What Are Analytics Anyway?

The Buzzword That’s Sweeping The Sports World

SPORTS

Dan Campbell

2/1/20248 min read

The Lions trail the 49ers by three in the NFC Championship game with a little over seven and a half minutes left in the game. They’ve blown a historic seventeen-point lead to get to where they’re at now and the momentum has swung in San Francisco’s favor. They need to get points on the board; they need to stifle the season-threatening bleeding. It’s fourth and three at the San Francisco 30 yard line. While this is no chip shot for Detroit kicker Michael Badgley, he’s made 77.1% of kicks from this distance, 85.2% if we look at only the past three years.

As we know and some painfully wince at, Dan Campbell and the Lions decided to go for it on fourth and three. A quick pass from Jared Goff to Amon-Ra St. Brown resulted as an incompletion and turnover on downs. They failed to convert and it likely cost them the game.

But analytics agrees with the decision.

What the hell is this analytics that’s infiltrating our game like a popular female pop-star (see Taylor Swift story here)? Why should we leave football decisions up to a gaggle of pimple-assed nerds that have never played a down of football? Well, before we ask those questions and grab our pitchforks, let's dive into what analytics even means.

Basically, analytics is the process of discovering, interpreting, and communicating significant patterns in data. More basically, analytics is looking at a bunch of random shit (data), then trying to make sense of said random shit. We use analytics and analytical thinking every day but don’t realize it. Deciding where to order pizza from before the game and ultimately chose the place that didn’t give you explosive diarrhea the last two times you ordered? Analytics. Deciding which one o'clock game to watch and decided on the competitive Dolphins-Cowboys game over the suck-bowl Patriots-Broncos game? Analytics. 

Let's jump back to that hellacious fourth down decision by Motor City Dan Campbell. Referencing the ESPN Analytics Fourth Down Decision Analysis Tool (espnanalytics.com/decision), we can see that going for it gives the Lions a .3% higher chance of winning the game (pushes glasses up from nose). But how do these neck beards get to this percentage? 

The recommended decision is determined using a model (the organization of various data) that considers various factors.

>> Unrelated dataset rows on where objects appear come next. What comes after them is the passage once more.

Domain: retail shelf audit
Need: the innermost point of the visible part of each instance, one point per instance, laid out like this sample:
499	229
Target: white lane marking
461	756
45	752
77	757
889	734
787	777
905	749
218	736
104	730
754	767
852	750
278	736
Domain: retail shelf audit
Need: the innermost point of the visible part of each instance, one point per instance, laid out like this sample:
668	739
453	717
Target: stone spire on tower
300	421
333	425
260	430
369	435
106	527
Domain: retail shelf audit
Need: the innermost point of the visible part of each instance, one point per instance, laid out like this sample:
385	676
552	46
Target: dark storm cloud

The model incorporates the score, time remaining in the game, distance to the first down, yard line, number of timeouts, pregame win probability, and the relative strength of the offense and defense on the field. They take into account the win probability expected given a fourth-down success and fourth-down failure and weigh it. However, it should be noted that this model is more aggressive than Dan Campbell after consuming ten Red Bulls. It will tell you to go for it on fourth and one anywhere on the field. Literally. This is why it is to be used as a tool and not the final gospel in determining game time decisions.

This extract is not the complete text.